The Spiral Down (The Fall Up #2)(63)



I didn’t care that he wasn’t straight. But I couldn’t risk him seeing the dirty and broken parts of me, because if he didn’t return my feelings after I’d opened myself up, I’d never recover.

Evan had given himself to me that night. What we had experienced together wasn’t even in the same category as sex. It was the joining of two souls, and we’d both felt it.

Only I’d felt it too much.

Too deep.

Too hard.

Too permanent—at least, I wanted it to be.

So, clearly, the obvious answer was for me to leave him before he could leave me.

“Henry.” Levee snapped her fingers and repeated, “Does he like you?”

“I don’t think so. I’m pretty sure it was only physical for him,” I lied. Only I couldn’t muster a fake smile to go along with it.

I liked him. That was all that mattered. And it hurt like hell to be standing in her bedroom instead of falling asleep in his arms.

“Jesus. Get him in bed,” Sam whispered when Levee wrapped her arms around my trembling shoulders.

She pulled me down beside her. “You’re so f*cking stubborn.”

“I’ll give you two some time alone.” He kissed Levee’s hair and squeezed my shoulder. “Not accepting it doesn’t change reality, Henry. Life is a struggle, but it’s who you chose to take on the journey with you that matters the most. And, if you ask me, it sounds like you already chose. Don’t let the bullshit details get in your way.”

I squeezed my eyes shut, nowhere near ready to internalize his words. “I’m doubling my efforts at sending you naked men from now on. Warning: They might even include a few selfies.”

His laugh traveled out of the room before disappearing with the click of the door closing behind him.

Levee tugged a giant body pillow between her legs and faced me. “You want to talk or sleep?”

“Sleep. But I feel the need to admit that I lied to you about how I felt about Evan a few weeks ago.”

Her eyes softened as she trailed her thumb over my eyebrows. “I know.”

I sucked in an agonizing breath. “Well, it was only a half lie. I don’t know if I really love him yet. But I want to. So f*cking bad.”

She smiled warmly. “I know that too.”





I SAT AT the airport all day, hoping Henry would show and at least let me fly him to his next concert.

And maybe talk to me.

And kiss me.

And tell me that he was sorry.

And, most importantly, tell me that we were okay.

He never showed.

My heart broke a little more each time my call went to his voicemail. I couldn’t wrap my mind around the fact that he was avoiding me.

But, by the second day without so much as a text, I got pissed.

At him for having run out on me for reasons I still couldn’t comprehend.

At myself for having trusted him with the jagged pieces of my heart.

At Shannon for having made them jagged to begin with.

At myself for having allowed Shannon to still have any part of my life at all.

Then, at Henry again, for having proven me right about men.

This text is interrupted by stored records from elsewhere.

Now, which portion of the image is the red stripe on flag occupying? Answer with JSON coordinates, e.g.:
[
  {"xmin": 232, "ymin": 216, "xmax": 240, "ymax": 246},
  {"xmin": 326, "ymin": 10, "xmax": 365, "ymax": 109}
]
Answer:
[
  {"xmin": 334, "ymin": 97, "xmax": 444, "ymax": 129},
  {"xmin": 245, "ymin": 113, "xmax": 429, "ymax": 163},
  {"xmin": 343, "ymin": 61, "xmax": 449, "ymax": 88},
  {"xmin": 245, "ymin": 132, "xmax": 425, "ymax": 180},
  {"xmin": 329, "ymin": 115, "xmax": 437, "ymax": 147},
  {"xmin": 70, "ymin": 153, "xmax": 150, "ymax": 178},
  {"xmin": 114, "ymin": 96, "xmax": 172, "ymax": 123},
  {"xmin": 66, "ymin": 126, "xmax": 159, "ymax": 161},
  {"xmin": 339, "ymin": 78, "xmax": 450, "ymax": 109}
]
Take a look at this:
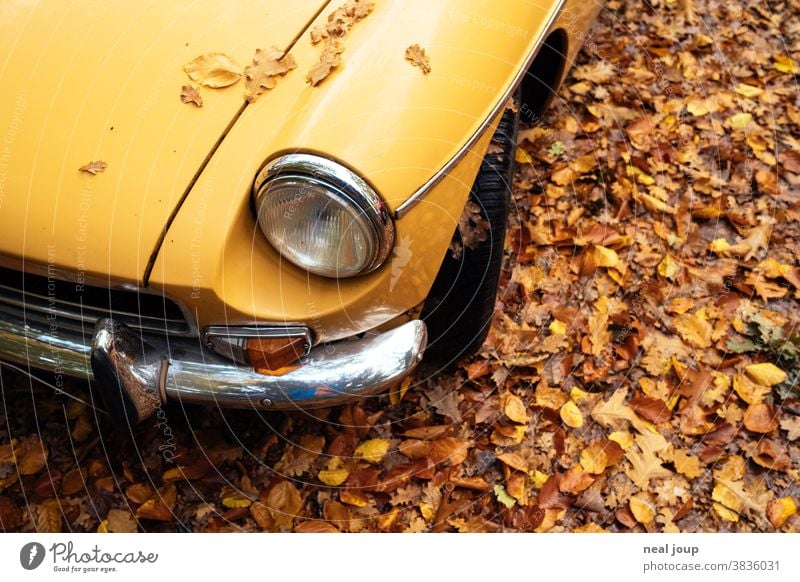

It was emotional upheaval at its finest.

On day three, I sent him a text telling him that I quit. It probably would have been more effective if I’d actually ever flown him anywhere since he hired me.

He didn’t reply.

So, on day four, I gathered my company cell phone and the few bits of clothing he’d left at my house and dropped them off at Jackson’s office. It was unlikely that Henry would get them any time soon, but just having them out of my house did wonders for me.

Or that’s what I told myself as I drunkenly destroyed my bedroom.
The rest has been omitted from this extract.